Dynamic host management not working on one site

db_ms · April 16, 2024, 10:06am

CMK version:Checkmk Enterprise Edition 2.2.0p23
OS version:Alma Linux 8.9

Error message: requests.exceptions.HTTPError: 403 Client Error: Forbidden for url: http://localhost:5000/N/check_mk/api/1.0/domain-types/host_config/collections/all

Hi, on the production site with a long tradition (started with the community edition years ago) the dynamic host detection ist not working. On this site the automation user was missing, so I created a new one with an automaton secret and added the information in the general config. I created a rule in “Dynamic Host Management”. When executing the rule it stops with an error and it gets an authentication error:

11:34:17 ERROR An exception occured
Traceback (most recent call last):
  File "/omd/sites/N/lib/python3/cmk/cee/dcd/connectors/piggyback.py", line 234, in _execute_phase2
    cmk_hosts = self._web_api.get_all_hosts()
                ^^^^^^^^^^^^^^^^^^^^^^^^^^^^^
  File "/omd/sites/N/lib/python3/cmk/cee/dcd/web_api.py", line 245, in get_all_hosts    resp.raise_for_status()
  File "/omd/sites/N/lib/python3.11/site-packages/requests/models.py", line 1021, in raise_for_status     raise HTTPError(http_error_msg, response=self)
requests.exceptions.HTTPError: 403 Client Error: Forbidden for url: http://localhost:5000/N/check_mk/api/1.0/domain-types/host_config/collections/all

However, when I create a new site on the same host with the same dynamic host management rule (except that this one is using the default “automation” user) everything works fine.

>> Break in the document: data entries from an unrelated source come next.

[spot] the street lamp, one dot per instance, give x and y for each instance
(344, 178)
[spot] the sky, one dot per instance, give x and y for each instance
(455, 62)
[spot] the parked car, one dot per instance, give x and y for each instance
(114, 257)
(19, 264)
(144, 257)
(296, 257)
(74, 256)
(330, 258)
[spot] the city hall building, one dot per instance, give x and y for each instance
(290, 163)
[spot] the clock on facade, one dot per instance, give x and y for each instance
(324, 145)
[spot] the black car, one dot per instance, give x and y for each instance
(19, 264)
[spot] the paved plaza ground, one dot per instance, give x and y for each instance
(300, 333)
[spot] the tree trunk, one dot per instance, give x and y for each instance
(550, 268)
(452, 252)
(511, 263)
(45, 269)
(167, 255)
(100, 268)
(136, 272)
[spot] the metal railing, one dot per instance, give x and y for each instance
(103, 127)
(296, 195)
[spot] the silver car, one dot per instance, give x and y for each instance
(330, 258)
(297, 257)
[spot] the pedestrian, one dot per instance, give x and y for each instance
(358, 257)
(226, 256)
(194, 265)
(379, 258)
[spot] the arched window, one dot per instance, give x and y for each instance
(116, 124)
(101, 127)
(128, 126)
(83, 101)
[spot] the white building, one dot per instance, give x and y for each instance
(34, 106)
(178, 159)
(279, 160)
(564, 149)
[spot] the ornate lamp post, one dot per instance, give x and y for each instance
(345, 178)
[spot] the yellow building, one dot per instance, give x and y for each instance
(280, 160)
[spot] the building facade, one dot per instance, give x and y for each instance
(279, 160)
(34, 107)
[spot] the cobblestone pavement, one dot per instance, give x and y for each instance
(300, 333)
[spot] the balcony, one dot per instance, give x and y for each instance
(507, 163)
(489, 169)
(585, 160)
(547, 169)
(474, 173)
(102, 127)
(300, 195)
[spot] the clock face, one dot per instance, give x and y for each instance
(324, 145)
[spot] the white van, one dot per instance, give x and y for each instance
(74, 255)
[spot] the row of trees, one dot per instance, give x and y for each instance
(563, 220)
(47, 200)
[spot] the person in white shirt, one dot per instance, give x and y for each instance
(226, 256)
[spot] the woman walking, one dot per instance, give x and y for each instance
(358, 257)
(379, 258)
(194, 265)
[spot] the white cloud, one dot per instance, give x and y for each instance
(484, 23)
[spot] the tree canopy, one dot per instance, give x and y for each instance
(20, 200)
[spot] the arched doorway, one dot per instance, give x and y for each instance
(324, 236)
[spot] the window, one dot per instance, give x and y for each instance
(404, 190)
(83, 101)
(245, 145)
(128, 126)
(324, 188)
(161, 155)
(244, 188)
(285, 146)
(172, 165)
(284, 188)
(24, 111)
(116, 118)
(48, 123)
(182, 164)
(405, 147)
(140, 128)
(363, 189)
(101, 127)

I tracked that down to a problem probably with the automation secret. If I give the user a password I can curl the URL. However when I create an automation secret and add it the the general config it is not working.

Any ideas? Maybe a way to recreate the default automation user?

Any help is appreceated.
Regards
Damian

aeckstein · April 17, 2024, 7:00am

Hi Damian,

i have two ideas:

Has the automation user assigned the Administrator role ?
Did you configure the automation user in the global settings “Connection to the REST API” ?

grafik

db_ms · April 17, 2024, 7:18am

Hi Andre,

Thanx for the reply. Yes, done both. I even tried using an automation secret for the user and assigning a password from the password store. Nothing works.
If I assign a password from the password store I can access the URL via curl on my check_mk-host, so obviously no FW in the way.
btw: if I choose “Use “Checkmk Automation” user”, the user named “automation” is used, right?

Damian

aeckstein · April 17, 2024, 7:35am

Hi Damian,

i assume that this is meant The default user for that in every new installation is called “automation”.
The automation user has to have a secret set, no password.

You can take a look at the dcd.log and web.log and trigger the dcd manually to create further logs.

aeckstein · April 17, 2024, 7:47am

Maybe you can just add another automation user (administrator), e.g. called dcd, with a secret set and use that for the dcd user setting in the global settings.